29th March 2024  admin  Category :

By PATRICK GATHARA

Oct. 14, 2016

(The Star) This Sunday marks the fifth anniversary of the start of Operation Linda Nchi, Kenya’s surprise invasion of Somalia. By the government’s own admission, the October 2011 deployment of the Kenya Defence Forces across the porous border had been long in the planning. A spate of kidnappings of tourists and aid workers in the preceding months by armed gangs based in Somalia, which the state subsequently blamed on the al Shabaab terror group and which laid waste to the lucrative tourism industry, provided the pretext to launch the first ever major cross-border military operation in the country’s history.

Five years since that fateful decision, and with the Kenyan forces now ensconced within the African Union Mission in Somalia, there has been little public discussion of the wisdom of the incursion and even less of whether the operation achieved its stated objectives.

The Government of Kenya had invoked Article 51 of the United Nations Charter, which recognises member nations’ right to self-defence as a justification for its actions. And while no one would dispute Kenya was indeed threatened, the lingering question was whether sending troops into Somalia was the best way to guarantee domestic safety. In the short term at least, the decision to invade appears to have backfired spectacularly.

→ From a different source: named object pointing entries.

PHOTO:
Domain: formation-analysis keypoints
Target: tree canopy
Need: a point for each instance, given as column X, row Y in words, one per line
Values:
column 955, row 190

Rather than reducing attacks on the homeland, the invasion appears to have opened the floodgates. In the four years following Operation Linda Nchi, terrorist attacks went up nine-fold, compared to the four years preceding it. They increased, not just in number, but in ferocity as well. Three of the four worst attacks, in terms of lives lost, happened after the Somalia invasion. And, consistently, the invasion itself was cited as justification for the atrocities.

Neither has the invasion proven particularly decisive in helping to restore order in war-torn Somalia. The government in Mogadishu is as unpopular, riven and ineffectual as ever. Popular elections remain a dream and the Somali National Army, which Amisom is meant to be training up, resembles little more more than a hodge-podge of disparate clan militias than the unified, professional military it needs to be. The security situation continues to be dire with al Shabaab in control of vast swathes of the Somali countryside, from where it is able to plan and launch devastating attacks in their country and in Kenya.

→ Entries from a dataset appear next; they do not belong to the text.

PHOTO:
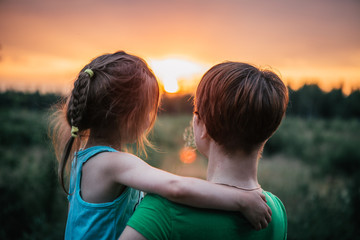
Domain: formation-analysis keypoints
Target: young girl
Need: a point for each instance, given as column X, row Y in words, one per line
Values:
column 114, row 102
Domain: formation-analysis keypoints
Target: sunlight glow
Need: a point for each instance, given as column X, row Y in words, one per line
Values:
column 171, row 71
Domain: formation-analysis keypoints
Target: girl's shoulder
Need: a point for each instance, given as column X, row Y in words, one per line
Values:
column 118, row 159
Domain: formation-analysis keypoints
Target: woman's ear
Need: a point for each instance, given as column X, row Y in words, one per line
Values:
column 202, row 128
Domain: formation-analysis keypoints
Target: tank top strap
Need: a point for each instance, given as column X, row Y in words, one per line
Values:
column 81, row 157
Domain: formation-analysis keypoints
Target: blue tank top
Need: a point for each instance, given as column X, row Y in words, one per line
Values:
column 97, row 220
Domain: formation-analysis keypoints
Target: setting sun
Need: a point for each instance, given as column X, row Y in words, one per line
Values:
column 171, row 71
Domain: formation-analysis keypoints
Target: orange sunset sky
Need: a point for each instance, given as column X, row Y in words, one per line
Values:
column 44, row 43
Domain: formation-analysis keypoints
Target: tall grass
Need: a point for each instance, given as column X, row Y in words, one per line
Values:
column 312, row 165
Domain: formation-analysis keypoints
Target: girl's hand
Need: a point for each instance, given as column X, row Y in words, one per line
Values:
column 255, row 209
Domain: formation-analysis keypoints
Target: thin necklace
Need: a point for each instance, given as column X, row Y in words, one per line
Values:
column 241, row 188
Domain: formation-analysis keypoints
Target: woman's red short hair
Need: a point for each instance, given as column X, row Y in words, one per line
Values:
column 240, row 105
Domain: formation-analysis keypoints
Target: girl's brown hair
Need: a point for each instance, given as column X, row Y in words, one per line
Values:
column 117, row 105
column 241, row 105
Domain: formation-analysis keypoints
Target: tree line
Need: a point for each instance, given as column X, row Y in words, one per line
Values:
column 308, row 102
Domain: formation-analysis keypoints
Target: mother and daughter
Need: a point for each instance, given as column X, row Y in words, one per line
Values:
column 114, row 103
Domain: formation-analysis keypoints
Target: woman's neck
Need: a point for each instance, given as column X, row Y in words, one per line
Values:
column 238, row 169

Nearly a year after the invasion, the Kenyan contingent, now at least nominally directed by the Amisom Force Commander in Mogadishu rather than the the Ministry of Defence in Nairobi, rolled into the strategic al Shabaab stronghold in the seaport of Kismayo, to date its most significant achievement. But even this did not turn out to be the fatal blow many had predicted.

Allegations soon surfaced of the KDF engaging in the illegal export of charcoal through the port, a trade that directly benefitted the terror group they were supposed to be fighting. A report by the UN Montoring Group indicated the militants were actually making more money after the KDF took over the port.

If anything, the legacy of the operation has been felt much more within Kenya than across the border. As the al Shabaab have mercilessly exploited Kenya’s vulnerabilities and exposed security and intelligence failures, “national security” has become a catch-all phrase for the government to avoid accountability. By providing justification for continued attacks on Kenya as well as a cover for government to hide its malfeasance and incompetence, Operation Linda Nchi did little to live up to its billing. On that score alone, it must be considered a failure.